Over the last decade, genetic studies have linked the populations in the Indochina peninsula, including the Thai people, to the Han Chinese, particularly those in the southern part of China.31, 32, 33 This is quite expected as the region is close to China and there has earlier been historical, archeological and linguistic evidence to support the relationship.34, 35 At the same time, given the similar proximity of the region to India, and the historical, archeological and cultural evidence of relationship with the Indian subcontinent,34, 36 it is very likely that there is some degree of mixing between the Chinese and Indian populations in the Indochina peninsula, although there has earlier been little genetic evidence to support this. In this context, we believe that the observation from this study at least indirectly adds genetic support for this historical and cultural linking.
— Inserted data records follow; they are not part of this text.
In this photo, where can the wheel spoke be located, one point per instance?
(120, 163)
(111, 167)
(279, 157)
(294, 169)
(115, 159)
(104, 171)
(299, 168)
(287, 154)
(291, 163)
The majority of our subjects came from Bangkok and the central part of Thailand. Although this could mean that people in this area are relatively overrepresented in our sample, the degree of overrepresentation may not be as high, as the official population data are known to underestimate the number of people in the urban area, particularly Bangkok and its surroundings, and overestimate the number of people in a more rural area. This is because of the ‘unofficial’ migration that has not been accounted for in the official registry. Furthermore, because of the relatively small size of the country and the homogeneity of the population, we do not think that the true relative frequencies in the Thai population would differ much from our estimation.

On the basis of the subtype frequencies from this study, it would be prudent to look for SCA3 first, followed by SCA1 and -2 in a Thai patient with presumed diagnosis of SCA unless the clinical features suggest otherwise, or when a “panel” test is used. In the latter case, these three common types should be included in the panel as a minimum. As for the population inference, it is not possible to infer the direction of migration or the timing from this study. Nevertheless, we believe this provides enough justification for further, more definitive molecular studies to look into the link between the populations on the Indochina peninsula and the Indians.